THE GAME’S FORAYS into Americana often run into snags. “What line divided the North and South in the U.S. Civil War?” is supposed to elicit the response “The Mason-Dixon Line.” Yet Maryland (a Union state) and Washington, D.C., both fell below that line. “Who was Lyndon Johnson’s secretary of defense?” Robert McNamara, of course, but what about Clark Clifford? “Who was the first black to star in a TV situation comedy?” Diahann Carroll is the given answer, disappointing fans of Amos ‘n Andy. On the matter of Billy the Kid, I am less certain but nevertheless uneasy. “Who killed one man for each of the 21 years he lived?” Yes, William Bonney, according to legend, but my father recalls that in his grade school textbooks the figure was always followed by the words “not including Indians.” He is inclined to count the Indians in.

At times the very formulation of the questions provokes confusion and dissent. “What race has the distinction of being the longest-lasting non-mechanical sports event?” “The Tour de France” is the sanctioned reply, but I, for one, consider a bicycle a machine. (I have no idea what the answer would be if the Tour de France were disallowed.) “Who was king of the Huns from 406 to 453?” According to the card, Attila was, but the dates represent his lifespan, not his reign. At what time did the mouse run up the clock? “One,” according to the game. But in the nursery rhyme, when the clock struck one, the mouse ran down. “What is the world’s largest oneperson residence?” “The Vatican” is the given answer, even though about 1,000 people live behind that city-state’s Leonine Walls. “What caused an adjournment of the 25th anniversary session of the United Nations General Assembly?" The given answer, Khrushchev’s shoepounding, in fact occurred during the 15th session. “What country accepted 75,000 convicts between 1790 and 1840?” Accepted? Did Australia really have a choice? “Which of Kahlil Gibran’s books is considered his masterpiece?” This query never fails to elicit a smirk.

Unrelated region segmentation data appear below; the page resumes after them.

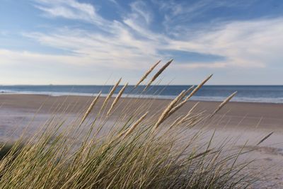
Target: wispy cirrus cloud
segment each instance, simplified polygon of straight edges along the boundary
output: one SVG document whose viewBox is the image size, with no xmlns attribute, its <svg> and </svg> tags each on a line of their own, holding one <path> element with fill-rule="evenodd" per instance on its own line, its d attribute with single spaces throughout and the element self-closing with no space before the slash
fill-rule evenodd
<svg viewBox="0 0 283 189">
<path fill-rule="evenodd" d="M 52 31 L 25 33 L 25 38 L 40 45 L 64 50 L 68 53 L 58 55 L 2 49 L 1 64 L 52 62 L 139 70 L 157 59 L 176 57 L 176 69 L 253 69 L 279 64 L 283 58 L 280 52 L 283 48 L 282 17 L 218 21 L 216 24 L 209 24 L 209 27 L 192 30 L 183 21 L 197 17 L 209 8 L 238 5 L 228 1 L 212 4 L 211 1 L 202 0 L 190 6 L 173 1 L 154 1 L 158 4 L 160 11 L 163 13 L 162 16 L 159 15 L 160 22 L 167 25 L 163 30 L 152 29 L 151 25 L 156 23 L 156 15 L 147 8 L 149 5 L 143 1 L 130 4 L 129 10 L 122 13 L 122 20 L 110 21 L 104 18 L 93 4 L 76 0 L 35 0 L 33 5 L 45 16 L 83 21 L 98 29 L 62 25 Z M 173 30 L 175 27 L 176 29 Z M 180 52 L 187 53 L 178 59 Z M 192 56 L 192 53 L 197 55 L 197 57 Z"/>
</svg>

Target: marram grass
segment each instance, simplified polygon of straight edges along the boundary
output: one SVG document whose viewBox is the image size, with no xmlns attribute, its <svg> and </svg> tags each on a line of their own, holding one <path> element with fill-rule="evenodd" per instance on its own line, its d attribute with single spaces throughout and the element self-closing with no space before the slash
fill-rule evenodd
<svg viewBox="0 0 283 189">
<path fill-rule="evenodd" d="M 143 93 L 150 90 L 149 84 L 171 62 L 149 80 Z M 145 73 L 136 87 L 159 62 Z M 209 122 L 213 115 L 195 112 L 196 103 L 187 113 L 171 118 L 211 76 L 196 88 L 184 91 L 156 113 L 149 113 L 154 98 L 144 103 L 133 98 L 130 104 L 121 106 L 118 101 L 123 101 L 120 97 L 127 84 L 108 104 L 121 79 L 103 98 L 101 105 L 97 103 L 102 98 L 99 93 L 67 125 L 67 118 L 54 118 L 55 112 L 33 137 L 25 138 L 23 134 L 12 146 L 3 145 L 5 156 L 0 161 L 0 188 L 252 186 L 258 178 L 246 171 L 250 162 L 237 164 L 243 149 L 226 153 L 229 149 L 223 144 L 212 147 L 213 136 L 203 142 L 202 129 L 192 130 Z M 231 98 L 220 104 L 214 113 Z"/>
</svg>

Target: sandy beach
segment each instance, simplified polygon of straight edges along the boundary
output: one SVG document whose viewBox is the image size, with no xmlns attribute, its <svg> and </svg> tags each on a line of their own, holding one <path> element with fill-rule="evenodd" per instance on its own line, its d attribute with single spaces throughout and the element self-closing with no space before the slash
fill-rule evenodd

What about this one: “How many Johns have been Pope?” Well, a number of men with names like Petrus, Octavian, and Baldassare have taken the papal name John, but not even the Catholic Encyclopedia provides an answer to the question as asked. How many Pope Johns have there been? One edition of the game gives the answer “twentythree,” which is hard to justify. (To be sure, Angelo Roncalli became Pope John XXIII, in 1958, but there never was a Pope John XX, and Pope John XVI was an antipope.) A more recent edition correctly says “twenty-one.” Needless to say, the fact that competing versions of Trivial Pursuit are in circulation is not likely to relax the hostilities.
Players respond in several different ways to the game’s deficiencies. One reaction is simply to withdraw any offensive cards, as my father does. Another is to retain all the cards in the deck but to allow any player to take exception — to call a gentlemanly “let,”as is done in squash — and then draw a second card. A third is to gloss the cards as disputes arise, adding a subtlety here and an alternative there, rewriting questions, and changing answers. In some circles the opponents serve informally as a kind of Supreme Court, deciding, after considering the cogency of your arguments and the vehemence of your objections, whether or not to “give it to you.”
None of these regimes, I regret, is entirely satisfactory, but reported mistakes are at least being corrected. You will find Selchow & Righter at 2215 Union Boulevard, Bayshore, N.Y. 11706.